I'm implementing an integer bounds analysis (i.e., for each variable
compute its lower and upper bound) as a LLVM pass. My objective is to
identify potential overflows in both signed and unsigned C integers.
To do that I need to know the sign of each integer. However, we know
that LLVM IR does not keep sign information explicitly.
My understanding is that the only instructions with explicit sign
information is ICmp (e.g., icmp ugt ....) for the case of
integers. Thus, sign information may be reconstructred from icmp
instructions. On the other hand, arithmetic instructions as Add, Sub,
and Mul do not have this information. (I'm aware of the "nsw" and
"nuw" flags but they are optional.) As a result, it's possible to have
a straight-line piece of code (without icmp instructions) where no
sign information can be inferred but potential overflows can happen
without knowing whether the integer is signed or not.

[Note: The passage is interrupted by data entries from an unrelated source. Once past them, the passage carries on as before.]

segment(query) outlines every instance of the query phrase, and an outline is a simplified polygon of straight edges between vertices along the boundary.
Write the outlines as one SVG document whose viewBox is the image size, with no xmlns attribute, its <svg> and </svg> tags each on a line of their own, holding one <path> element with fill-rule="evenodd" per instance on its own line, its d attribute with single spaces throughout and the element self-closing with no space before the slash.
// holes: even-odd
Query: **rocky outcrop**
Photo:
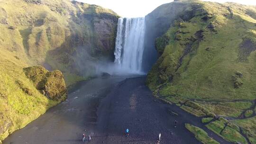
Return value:
<svg viewBox="0 0 256 144">
<path fill-rule="evenodd" d="M 101 57 L 114 59 L 118 18 L 110 9 L 69 0 L 0 2 L 0 50 L 29 65 L 46 64 L 65 78 L 80 78 L 67 79 L 70 85 L 95 73 L 91 63 Z"/>
<path fill-rule="evenodd" d="M 28 78 L 37 89 L 48 99 L 63 101 L 67 96 L 67 90 L 62 73 L 58 70 L 48 72 L 41 66 L 24 68 Z"/>
</svg>

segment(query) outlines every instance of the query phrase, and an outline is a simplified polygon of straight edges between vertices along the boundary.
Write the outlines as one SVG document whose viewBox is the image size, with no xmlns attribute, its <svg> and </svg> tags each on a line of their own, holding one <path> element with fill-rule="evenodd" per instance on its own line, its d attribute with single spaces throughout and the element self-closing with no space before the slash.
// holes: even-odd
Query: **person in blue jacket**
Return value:
<svg viewBox="0 0 256 144">
<path fill-rule="evenodd" d="M 127 137 L 128 135 L 129 135 L 129 129 L 128 128 L 127 128 L 125 130 L 125 133 L 126 133 L 126 136 Z"/>
</svg>

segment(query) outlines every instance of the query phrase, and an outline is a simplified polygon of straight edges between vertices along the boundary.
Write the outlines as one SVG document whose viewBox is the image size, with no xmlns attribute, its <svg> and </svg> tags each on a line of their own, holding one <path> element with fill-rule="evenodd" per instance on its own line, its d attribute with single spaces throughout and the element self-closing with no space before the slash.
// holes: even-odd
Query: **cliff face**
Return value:
<svg viewBox="0 0 256 144">
<path fill-rule="evenodd" d="M 0 143 L 64 99 L 66 84 L 94 73 L 101 57 L 113 59 L 118 17 L 69 0 L 0 1 Z M 23 71 L 35 65 L 65 81 L 59 71 Z"/>
<path fill-rule="evenodd" d="M 118 18 L 110 9 L 75 1 L 2 0 L 0 48 L 28 65 L 61 70 L 69 85 L 69 78 L 93 73 L 91 61 L 113 59 Z"/>
<path fill-rule="evenodd" d="M 149 41 L 159 36 L 147 85 L 197 116 L 255 119 L 256 12 L 255 6 L 196 0 L 157 8 L 146 17 Z M 255 125 L 239 126 L 254 144 Z"/>
<path fill-rule="evenodd" d="M 155 39 L 163 35 L 169 28 L 174 20 L 185 13 L 182 17 L 189 18 L 191 17 L 189 4 L 184 2 L 174 2 L 163 4 L 146 17 L 146 30 L 145 49 L 143 58 L 143 67 L 145 71 L 150 70 L 157 59 L 157 52 L 155 49 Z M 186 18 L 188 17 L 188 18 Z"/>
</svg>

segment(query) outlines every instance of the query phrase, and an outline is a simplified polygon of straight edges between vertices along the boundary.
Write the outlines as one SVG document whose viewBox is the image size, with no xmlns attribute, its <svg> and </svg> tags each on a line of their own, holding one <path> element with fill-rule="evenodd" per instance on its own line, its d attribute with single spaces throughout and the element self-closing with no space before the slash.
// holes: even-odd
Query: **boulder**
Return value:
<svg viewBox="0 0 256 144">
<path fill-rule="evenodd" d="M 61 72 L 49 72 L 41 66 L 23 69 L 27 77 L 35 83 L 37 89 L 49 99 L 63 101 L 66 99 L 67 90 Z"/>
</svg>

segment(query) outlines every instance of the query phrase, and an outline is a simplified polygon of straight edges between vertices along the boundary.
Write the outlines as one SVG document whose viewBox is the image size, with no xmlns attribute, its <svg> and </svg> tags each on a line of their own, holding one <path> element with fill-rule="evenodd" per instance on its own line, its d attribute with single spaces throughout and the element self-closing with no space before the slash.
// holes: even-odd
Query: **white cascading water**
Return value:
<svg viewBox="0 0 256 144">
<path fill-rule="evenodd" d="M 115 63 L 122 71 L 142 72 L 145 31 L 145 18 L 118 19 Z"/>
</svg>

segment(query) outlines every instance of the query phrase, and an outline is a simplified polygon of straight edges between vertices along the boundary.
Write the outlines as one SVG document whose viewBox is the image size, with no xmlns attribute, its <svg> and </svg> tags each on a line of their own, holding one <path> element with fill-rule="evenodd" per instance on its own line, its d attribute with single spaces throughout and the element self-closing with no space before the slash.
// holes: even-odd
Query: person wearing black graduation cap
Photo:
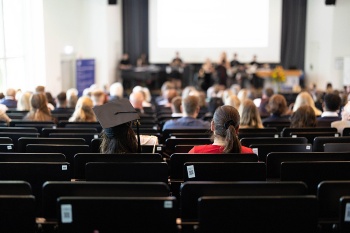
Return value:
<svg viewBox="0 0 350 233">
<path fill-rule="evenodd" d="M 100 122 L 104 154 L 141 152 L 139 134 L 135 135 L 131 124 L 140 119 L 128 99 L 119 99 L 93 108 Z"/>
</svg>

Recently, somebody posted:
Some time ago I posted here a couple times about integer overflow
checking. Since then we (at Utah) joined forces with Vikram Adve and
his student Will Dietz who are also looking at integer issues. Between
the four of us we've done a lot of looking at and thinking about integer
overflow in C/C++, and have written up a paper containing some data and
observations. Perhaps it'll be interesting to people here:
In this work, they implement a dynamic analysis for detecting integer
overflows in the front-end (using clang). I belive they moved to the
front-end rather than implementing a LLVM pass precisely due to, among
others, the sign problem I mention.
Is there a quick solution to infer sign information without moving to
the front-end? Maybe encoding some metadata?